Here’s a more realistic overview of Microsoft Office news for April 2017. The hard truths ignored in the hype and a few things Microsoft ignored.

Dridex hack

We’d be remiss if we didn’t start with a mention of Microsoft’s biggest blunder of April 2017.  It’s a mistake that cost customers time and money.  It could have been avoided.

The Dridex hack is a known vulnerability in Office and Windows.  Hackers took advantage of the security bug to try infecting computers around the world, knowing that Microsoft has holding back on fixing the bug until the April 2017 ‘Patch Tuesday’.

To-Do

We’ve already looked at To-Do and the death of Microsoft’s existing Wunderlist.

Microsoft is hyping To-Do as an April 2017 innovation without a mention of the inconvenience/trouble coming for their existing customers nor how basic it is. They also don’t mention that the new To-Do is very new. It’s a preview service only.

According to Redmond “Microsoft To-Do transforms the way you manage your tasks” – not now it doesn’t.  Only if by ‘transform’ you mean ‘downgrade’.

To-Do is very basic with limited features, to put it kindly. It can’t even match Outlook desktops ‘Tasks’ feature (which is in desperate need of improvement).

It’s the future of To-Do that will be interesting. If Microsoft does a good job, then To-Do should be a good addition to Office.

Office 2016 ‘perpetual’ buyers get a prod

Also not mentioned in Microsoft’s April 2017 hype was the news that commercial buyers of Office 2016 ‘perpetual’ single payment will have their cloud access cut off in 2020.  It’s a ‘bait and switch’ by Microsoft, changing what you get after the purchase is made.

This news has been misreported in some places but we have the straight facts.

PowerPoint Designer on iPad

The Designer feature for PowerPoint has now been added to PowerPoint for iPad.

Designer sends your slide content to Microsoft’s servers and comes back with design suggestions for that slide.  It’s supposed to suggest photos and make SmartArt from lists but we’ve never been able to get that to work, even using Microsoft’s own examples!

Designer is covered in our Office 2016: the real startup guide.  Our book is regularly updated to include recent Office features, like Designer </shameless plug>.

Customer Manager

A long-awaited Customer Relationships Manager (CRM) is now available for Outlook.  CRM is something that Microsoft has tried before but never had much success.

The new Customer Manager works with Outlook desktop, has a separate iOS app (no Android app yet) and a web interface.

But you need an Office 365 Business Premium subscription to get it.

Customer Manager is just out of beta/preview and you know what Microsoft ‘Version 1.0’ products are like <sigh>.

Skype for Windows 10

According to Microsoft, the Skype app for Windows 10 is “ready for everyday use”.  That might be true for people new to Skype but more experienced and regular Skype users will be disappointed.

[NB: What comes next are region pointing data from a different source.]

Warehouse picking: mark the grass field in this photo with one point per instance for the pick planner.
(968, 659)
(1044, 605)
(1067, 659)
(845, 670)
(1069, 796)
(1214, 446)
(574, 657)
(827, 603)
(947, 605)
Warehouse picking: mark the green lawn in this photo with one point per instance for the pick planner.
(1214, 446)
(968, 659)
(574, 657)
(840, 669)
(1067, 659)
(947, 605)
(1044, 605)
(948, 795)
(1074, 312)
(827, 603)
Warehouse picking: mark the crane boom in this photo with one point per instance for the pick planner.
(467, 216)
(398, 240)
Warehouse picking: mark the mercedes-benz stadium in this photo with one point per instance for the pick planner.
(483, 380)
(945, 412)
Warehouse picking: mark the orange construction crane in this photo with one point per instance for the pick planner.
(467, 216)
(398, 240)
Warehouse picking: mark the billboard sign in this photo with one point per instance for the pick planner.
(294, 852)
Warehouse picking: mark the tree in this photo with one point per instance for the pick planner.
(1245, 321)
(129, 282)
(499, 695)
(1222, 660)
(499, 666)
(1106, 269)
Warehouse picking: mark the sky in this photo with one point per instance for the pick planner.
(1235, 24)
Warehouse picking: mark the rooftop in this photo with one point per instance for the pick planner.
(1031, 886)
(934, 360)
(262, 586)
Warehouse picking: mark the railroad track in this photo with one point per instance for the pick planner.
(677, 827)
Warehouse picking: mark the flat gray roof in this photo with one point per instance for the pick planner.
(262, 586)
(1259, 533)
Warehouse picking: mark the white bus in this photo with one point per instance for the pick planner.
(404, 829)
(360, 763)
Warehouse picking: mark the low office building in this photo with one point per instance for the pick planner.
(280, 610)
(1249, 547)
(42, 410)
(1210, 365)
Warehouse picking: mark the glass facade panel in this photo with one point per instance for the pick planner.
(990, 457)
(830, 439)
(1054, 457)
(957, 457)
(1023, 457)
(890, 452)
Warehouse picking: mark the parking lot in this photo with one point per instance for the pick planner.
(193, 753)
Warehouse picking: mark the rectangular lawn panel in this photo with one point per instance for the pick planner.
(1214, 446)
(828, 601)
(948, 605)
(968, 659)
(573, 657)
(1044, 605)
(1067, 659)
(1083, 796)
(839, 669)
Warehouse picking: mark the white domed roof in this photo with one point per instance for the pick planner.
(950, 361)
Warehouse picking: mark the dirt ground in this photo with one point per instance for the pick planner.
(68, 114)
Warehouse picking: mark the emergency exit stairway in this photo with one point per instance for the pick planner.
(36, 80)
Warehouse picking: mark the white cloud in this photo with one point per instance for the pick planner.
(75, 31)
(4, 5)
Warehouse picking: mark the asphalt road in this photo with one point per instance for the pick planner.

We use Skype almost every day and speak from experience.  The Skype Win10 app is not up to the standard of the existing Skype for Windows.  The Skype app is nowhere near as powerful, flexible or reliable as the desktop program.

By all means, use the app on Windows 10 tablets but if you have a computer/laptop then traditional Skype for Windows is the way to go.

Skype is good for video/audio calls but has lost ground to the new generation of instant messaging apps (WhatsApp, Signal etc).  Microsoft continues to ignore the very real privacy and security omissions in Skype.   Skype privacy is a joke, encryption is unknown.

Groups expansion

Microsoft Groups is being added into existing Office products.

Word, Excel and PowerPoint can now save directly to Groups.

Outlook for Mac plus the Outlook apps for Android and Apple now ‘get’ Groups.  You can use Group conversions, add Group events to your calendar.

Security

Microsoft continues to boost their security offerings for commercial clients.